From: Anthony Liguori <anthony@codemonkey.ws>
To: Liu Ping Fan <qemulist@gmail.com>
Cc: Jan Kiszka <jan.kiszka@siemens.com>,
Liu Ping Fan <pingfank@linux.vnet.ibm.com>,
qemu-devel <qemu-devel@nongnu.org>
Subject: Re: [Qemu-devel] [PATCH 2/2] kvm: use per-cpu lock to free vcpu thread out of the big lock
Date: Fri, 22 Jun 2012 15:06:21 -0500 [thread overview]
Message-ID: <4FE4D03D.4010009@codemonkey.ws> (raw)
In-Reply-To: <1340290158-11036-3-git-send-email-qemulist@gmail.com>
On 06/21/2012 09:49 AM, Liu Ping Fan wrote:
> In order to break the big lock, using per-cpu_lock in kvm_cpu_exec()

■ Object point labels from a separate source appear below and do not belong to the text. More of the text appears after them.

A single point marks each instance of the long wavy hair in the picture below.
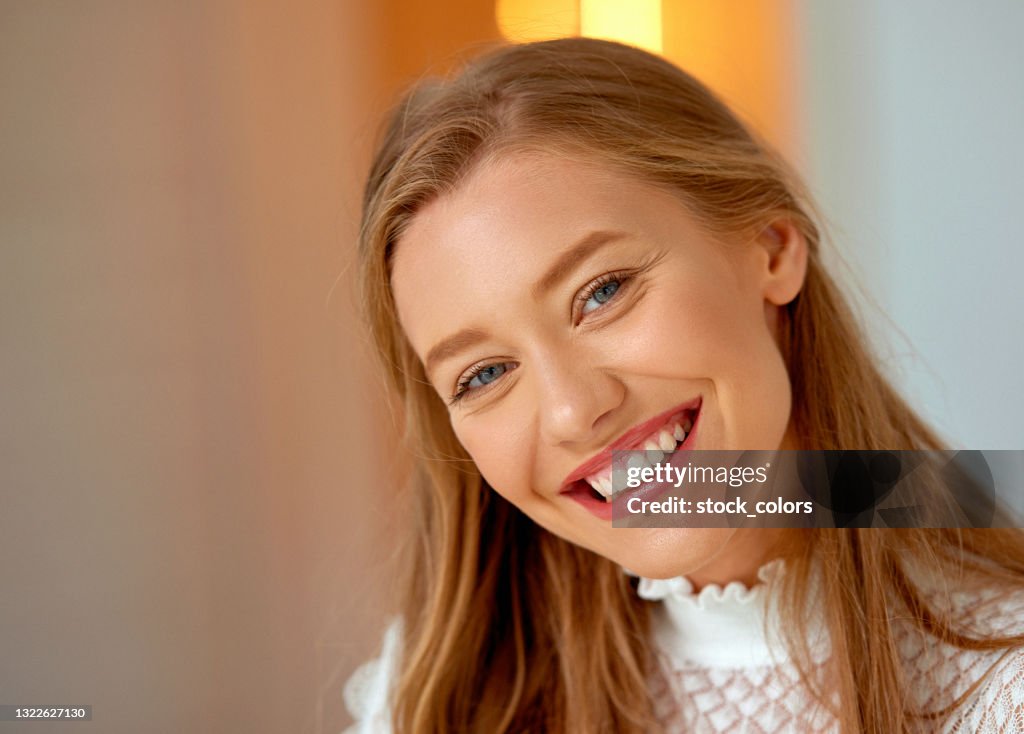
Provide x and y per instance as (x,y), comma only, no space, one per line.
(508,628)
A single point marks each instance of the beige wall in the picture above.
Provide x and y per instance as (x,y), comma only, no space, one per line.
(188,429)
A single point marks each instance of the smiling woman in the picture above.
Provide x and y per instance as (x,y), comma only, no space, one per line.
(573,248)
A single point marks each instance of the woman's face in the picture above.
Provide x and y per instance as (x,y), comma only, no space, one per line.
(560,308)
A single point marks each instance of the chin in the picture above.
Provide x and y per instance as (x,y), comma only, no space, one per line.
(667,553)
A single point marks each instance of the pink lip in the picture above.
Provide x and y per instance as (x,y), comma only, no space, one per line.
(628,441)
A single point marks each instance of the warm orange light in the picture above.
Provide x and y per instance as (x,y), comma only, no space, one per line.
(637,23)
(524,20)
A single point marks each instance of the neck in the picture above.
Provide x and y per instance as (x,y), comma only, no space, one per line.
(741,557)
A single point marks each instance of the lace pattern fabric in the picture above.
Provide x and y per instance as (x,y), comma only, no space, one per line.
(725,672)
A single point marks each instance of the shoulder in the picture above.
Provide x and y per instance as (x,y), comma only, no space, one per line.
(988,683)
(368,692)
(997,705)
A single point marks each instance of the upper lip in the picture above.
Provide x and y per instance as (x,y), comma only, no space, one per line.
(629,440)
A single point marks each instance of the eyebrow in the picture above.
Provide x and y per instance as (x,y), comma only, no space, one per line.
(571,258)
(559,270)
(448,348)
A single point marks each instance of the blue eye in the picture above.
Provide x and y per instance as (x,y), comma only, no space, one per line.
(600,295)
(486,376)
(478,378)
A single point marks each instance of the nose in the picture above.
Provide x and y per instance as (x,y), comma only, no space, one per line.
(576,396)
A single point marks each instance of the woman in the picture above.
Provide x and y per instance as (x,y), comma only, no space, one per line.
(573,247)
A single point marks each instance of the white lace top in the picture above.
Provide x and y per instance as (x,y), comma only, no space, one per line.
(727,671)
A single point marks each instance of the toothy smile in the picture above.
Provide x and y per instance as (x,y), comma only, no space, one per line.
(665,440)
(651,440)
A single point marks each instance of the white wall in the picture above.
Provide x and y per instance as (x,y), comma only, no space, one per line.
(912,122)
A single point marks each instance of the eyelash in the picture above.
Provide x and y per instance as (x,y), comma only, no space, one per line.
(462,389)
(588,293)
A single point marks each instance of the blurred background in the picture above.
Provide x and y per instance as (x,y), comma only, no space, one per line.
(198,492)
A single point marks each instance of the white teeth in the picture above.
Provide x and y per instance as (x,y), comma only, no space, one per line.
(666,441)
(601,483)
(652,452)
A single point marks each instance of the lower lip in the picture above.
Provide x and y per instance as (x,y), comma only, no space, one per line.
(602,509)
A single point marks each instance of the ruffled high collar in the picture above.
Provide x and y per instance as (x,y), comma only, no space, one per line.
(719,627)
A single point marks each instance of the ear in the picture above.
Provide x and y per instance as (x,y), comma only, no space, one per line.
(783,264)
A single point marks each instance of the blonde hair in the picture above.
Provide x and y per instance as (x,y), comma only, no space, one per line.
(502,632)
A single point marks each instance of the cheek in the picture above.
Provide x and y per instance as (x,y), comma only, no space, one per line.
(500,452)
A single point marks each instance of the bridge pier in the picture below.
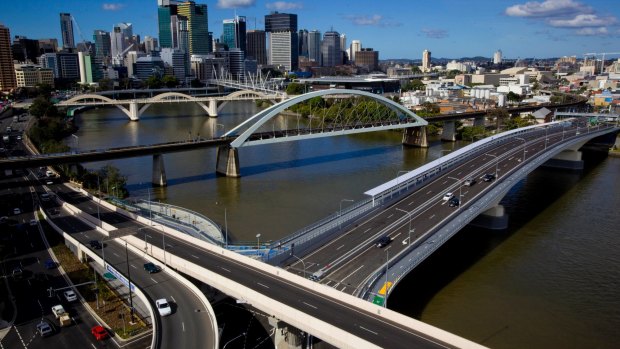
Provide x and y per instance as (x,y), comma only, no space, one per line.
(159,171)
(449,131)
(227,163)
(494,218)
(479,121)
(415,136)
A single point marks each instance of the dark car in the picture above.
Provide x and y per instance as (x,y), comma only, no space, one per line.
(384,241)
(454,202)
(152,268)
(488,177)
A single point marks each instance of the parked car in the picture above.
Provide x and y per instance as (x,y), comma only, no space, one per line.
(99,332)
(384,241)
(152,268)
(163,307)
(44,329)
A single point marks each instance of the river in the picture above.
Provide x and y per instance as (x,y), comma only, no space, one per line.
(551,280)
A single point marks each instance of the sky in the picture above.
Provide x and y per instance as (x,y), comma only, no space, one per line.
(396,28)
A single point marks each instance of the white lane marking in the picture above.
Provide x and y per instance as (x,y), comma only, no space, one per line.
(310,305)
(373,332)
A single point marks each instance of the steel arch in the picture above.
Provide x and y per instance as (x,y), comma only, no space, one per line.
(262,117)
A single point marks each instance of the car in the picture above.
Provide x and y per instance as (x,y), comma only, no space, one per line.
(70,296)
(488,177)
(384,241)
(470,181)
(163,307)
(44,329)
(454,202)
(99,332)
(152,268)
(448,196)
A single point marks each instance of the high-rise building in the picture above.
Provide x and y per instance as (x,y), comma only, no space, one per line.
(426,61)
(356,45)
(330,49)
(7,71)
(198,26)
(66,31)
(497,57)
(303,42)
(256,46)
(234,35)
(283,41)
(367,58)
(314,46)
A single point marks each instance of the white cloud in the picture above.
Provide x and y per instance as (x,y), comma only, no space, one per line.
(235,3)
(112,7)
(581,21)
(284,6)
(548,8)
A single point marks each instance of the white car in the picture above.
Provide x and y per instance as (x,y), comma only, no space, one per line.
(70,296)
(163,307)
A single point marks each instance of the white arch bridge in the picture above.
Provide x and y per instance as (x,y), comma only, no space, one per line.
(323,113)
(133,108)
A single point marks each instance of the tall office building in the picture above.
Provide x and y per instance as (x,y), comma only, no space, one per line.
(497,57)
(234,35)
(66,31)
(330,49)
(303,42)
(283,40)
(7,71)
(314,46)
(198,26)
(356,45)
(256,46)
(426,61)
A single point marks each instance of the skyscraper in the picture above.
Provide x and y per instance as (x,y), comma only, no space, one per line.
(234,35)
(330,49)
(198,26)
(66,31)
(7,71)
(314,46)
(283,40)
(256,46)
(426,61)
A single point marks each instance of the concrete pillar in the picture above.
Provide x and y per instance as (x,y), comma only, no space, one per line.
(159,171)
(567,159)
(415,136)
(286,336)
(134,111)
(227,161)
(212,108)
(494,218)
(449,132)
(479,121)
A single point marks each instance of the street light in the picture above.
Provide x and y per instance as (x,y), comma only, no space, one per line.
(410,214)
(340,212)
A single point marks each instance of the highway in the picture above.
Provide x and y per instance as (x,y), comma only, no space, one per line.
(352,257)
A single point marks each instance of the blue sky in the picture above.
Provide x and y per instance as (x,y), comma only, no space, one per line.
(396,28)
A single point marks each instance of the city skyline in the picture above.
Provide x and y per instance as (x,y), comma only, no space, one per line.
(558,27)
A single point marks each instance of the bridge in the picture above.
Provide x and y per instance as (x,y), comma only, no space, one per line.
(133,108)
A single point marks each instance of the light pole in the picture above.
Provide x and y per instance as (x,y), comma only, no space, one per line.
(524,146)
(496,163)
(302,262)
(410,214)
(340,212)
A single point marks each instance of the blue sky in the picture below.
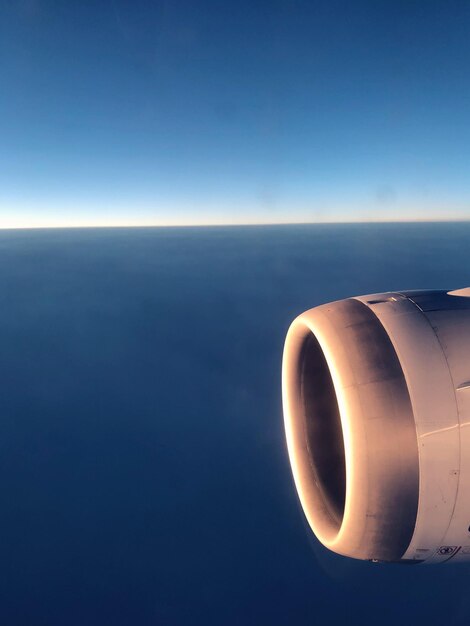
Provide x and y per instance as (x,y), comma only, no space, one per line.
(233,112)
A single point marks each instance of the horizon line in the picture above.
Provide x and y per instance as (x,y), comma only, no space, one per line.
(118,225)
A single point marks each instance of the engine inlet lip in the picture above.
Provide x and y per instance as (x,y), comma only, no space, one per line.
(324,513)
(381,458)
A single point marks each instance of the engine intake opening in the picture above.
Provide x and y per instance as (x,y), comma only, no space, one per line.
(319,419)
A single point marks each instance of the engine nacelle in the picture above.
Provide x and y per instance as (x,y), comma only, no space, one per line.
(376,397)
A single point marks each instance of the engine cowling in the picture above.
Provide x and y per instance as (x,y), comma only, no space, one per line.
(376,399)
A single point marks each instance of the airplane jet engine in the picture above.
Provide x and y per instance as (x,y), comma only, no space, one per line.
(376,399)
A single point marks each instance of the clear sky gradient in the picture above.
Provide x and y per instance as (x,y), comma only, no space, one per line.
(188,112)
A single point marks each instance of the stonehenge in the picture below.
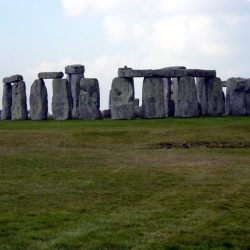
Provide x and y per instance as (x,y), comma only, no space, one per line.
(38,101)
(167,92)
(19,102)
(6,101)
(210,96)
(89,99)
(50,75)
(75,74)
(185,97)
(153,98)
(238,97)
(14,100)
(61,101)
(122,97)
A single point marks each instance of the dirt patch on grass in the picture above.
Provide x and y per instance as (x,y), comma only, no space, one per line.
(203,144)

> to protect the race from other cpu's access to env->apic_state& related
> field in env.
> Also, we need to protect agaist run_on_cpu().
>
> Race condition can be like this:
> 1. vcpu-1 IPI vcpu-2
> vcpu-3 IPI vcpu-2
> Open window exists for accessing to vcpu-2's apic_state& env
>
> 2. run_on_cpu() write env->queued_work_last, while flush_queued_work()
> read
>
> Signed-off-by: Liu Ping Fan<pingfank@linux.vnet.ibm.com>
> ---
> cpus.c | 6 ++++--
> hw/apic.c | 58 ++++++++++++++++++++++++++++++++++++++++++++++++++++++----
> hw/pc.c | 8 +++++++-
> kvm-all.c | 13 +++++++++++--
> 4 files changed, 76 insertions(+), 9 deletions(-)
>
> diff --git a/cpus.c b/cpus.c
> index 554f7bc..ac99afe 100644
> --- a/cpus.c
> +++ b/cpus.c
> @@ -649,6 +649,7 @@ void run_on_cpu(CPUArchState *env, void (*func)(void *data), void *data)
>
> wi.func = func;
> wi.data = data;
> + qemu_mutex_lock(env->cpu_lock);
> if (!env->queued_work_first) {
> env->queued_work_first =&wi;
> } else {
> @@ -657,6 +658,7 @@ void run_on_cpu(CPUArchState *env, void (*func)(void *data), void *data)
> env->queued_work_last =&wi;
> wi.next = NULL;
> wi.done = false;
> + qemu_mutex_unlock(env->cpu_lock);
>
> qemu_cpu_kick(env);
> while (!wi.done) {
> @@ -718,7 +720,7 @@ static void qemu_tcg_wait_io_event(void)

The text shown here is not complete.